Recommendations for Use of PCV7 Among Children Previously Vaccinated with PPV23
Children aged 24 to 59 months who are at high risk for pneumococcal disease and who have already received PPV23 (i.e., children with sickle cell disease, HIV infection, or who have other immunocompromising illnesses or chronic diseases) could benefit from the immunologic priming and T-cell-dependent immune system response induced by PCV7. Thus, among children in these groups at high risk, sequential use of the two pneumococcal vaccines can provide additional protection. Health-care providers should vaccinate children aged 24 to 59 months at high risk who have not previously received PCV7 but who have already received PPV23 with two doses of PCV7 administered >2 months apart. Vaccination with PCV7 should be initiated >2 months after vaccination with PPV23. Providers should be aware that minimal safety data are available regarding this vaccine sequence.

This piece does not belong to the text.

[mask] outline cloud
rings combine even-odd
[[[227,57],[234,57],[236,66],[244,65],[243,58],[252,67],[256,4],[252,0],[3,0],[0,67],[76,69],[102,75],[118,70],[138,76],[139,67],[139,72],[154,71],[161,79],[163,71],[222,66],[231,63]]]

Recommendations for Use of PPV23 Among Children Previously Vaccinated with PCV7
Administration of PCV7 Followed by PPV23 Among Children at High Risk for Pneumococcal Disease
Children who have completed the PCV7 vaccination series before age 2 years and who are among risk groups for which PPV23 is already recommended should receive one dose of PPV23 at age 2 years (>2 months after the last dose of PCV7). These groups at high risk include children with sickle cell disease, children with functional or anatomic asplenia, children who are HIV-infected, and children who have immunocompromising or chronic diseases (see Table 8 in the original guideline document). Although data regarding safety of PPV23 administered after PCV7 are limited, the opportunity to provide additional serotype coverage among these children at very high risk justifies use of the vaccines sequentially. For children of Alaska Native or American Indian descent, addition of PPV23 after PCV7 can be considered.
Revaccination with PPV23
Immunocompromised children or children with sickle cell disease or functional or anatomic asplenia should be revaccinated with PPV23 as previously recommended (see Table 12 in the original guideline document). If the child is aged <10 years, one revaccination should be considered 3 to 5 years after the previous dose of PPV23. Data are limited regarding adverse events related to a second dose of PPV23 administered after PCV7. Health-care providers should not administer a second dose of PPV23 any earlier than 3 years after the initial dose of PPV23.
Definitions:
Strength of Evidence Rating Scheme
- Strong evidence, including results of efficacy studies, supports vaccine use.
- Moderate evidence, including immunogenicity data but not efficacy data, supports vaccine use.
- No efficacy or immunogenicity studies are available regarding this population, but protection is anticipated on the basis of such studies among other groups; vaccination is supported by respected authorities.